The following day, with no clue about events in Washington, Beecher and his party went sightseeing. With railroad and telegraph lines severed by the war, Charleston still did not know about Lincoln’s passing. On Sunday morning, as the Brooklyn delegation was preparing to sail for Savannah, they finally heard the news. “It was not grief, it was sickness that I felt,” Beecher recalled. He immediately ordered the ships back to New York.
Across the country, meanwhile, Easter morning drew millions to church, where worshipers listened to an outpouring of sermons about the martyred president. Given the unavoidable symbolism that America’s savior had been shot on Good Friday by a rebel who felt that Lincoln had betrayed God’s will, many preachers used their Easter pulpit to compare Lincoln to Jesus. Lincoln’s death was “the aftertype of the tragedy which was accomplished on the first Good Friday, more than eighteen centuries ago, upon the eminence of Calvary in Judea,” said one preacher in Connecticut. “Jesus Christ died for the world, Abraham Lincoln died for this country.” In biography after biography about the sixteenth president, including Allen Guelzo’s, the equating of Lincoln with Jesus is presented as the overriding image of Lincoln’s funeral orations.
But a close inspection of the sermons indicates that another comparison may have been used even more frequently. In 1998 the Candler School of Theology at Emory University scanned the full text of 57 eulogies into a database. The sermons came from all regions and denominations. Sixteen compare Lincoln to Jesus; 34 compare him to Moses. The sermons contain 42 references linking Lincoln with Jesus and 113 linking him with Moses. Separately, 23 Lincoln funeral sermons preached in Boston were gathered in a book; 10 compare Lincoln to Jesus, 11 to Moses. In a similar compendium from New York, 6 of the 21 analogize Lincoln with Jesus, 10 with Moses. In a detailed analysis of 372 Northern eulogies, Charles Stewart shows that “nearly half the sermons compared Lincoln to Moses.”

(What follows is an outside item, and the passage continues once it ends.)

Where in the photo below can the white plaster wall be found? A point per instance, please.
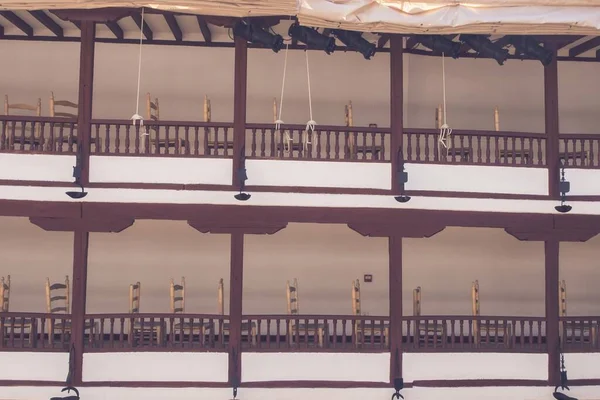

Many of the comparisons were similar to the ones made on the death of George Washington: Lincoln was a humble leader, chosen by God, to lead America into the Promised Land. Lincoln’s relations to the American people “bear a striking analogy to those which Moses sustained to the children of Israel,” said a Connecticut preacher.
“What was the work which Moses was called to do? It was nothing less than to deliver his race from slavery. The work before our late beloved president was the same. God called him to free the nation.” Eulogizers saw similarities in Lincoln’s and Moses’ impoverished births, though they sometimes had to stretch their midrashic skills to equate Lincoln’s log-cabin upbringing with Moses’ life in the pharaoh’s court. “If Moses was of humble parentage, so was [Lincoln],” said a Philadelphia minister. “If Moses derived from his mother those sentiments and feeling which formed the bases of his exalted character and success, the same may be said of the late president.”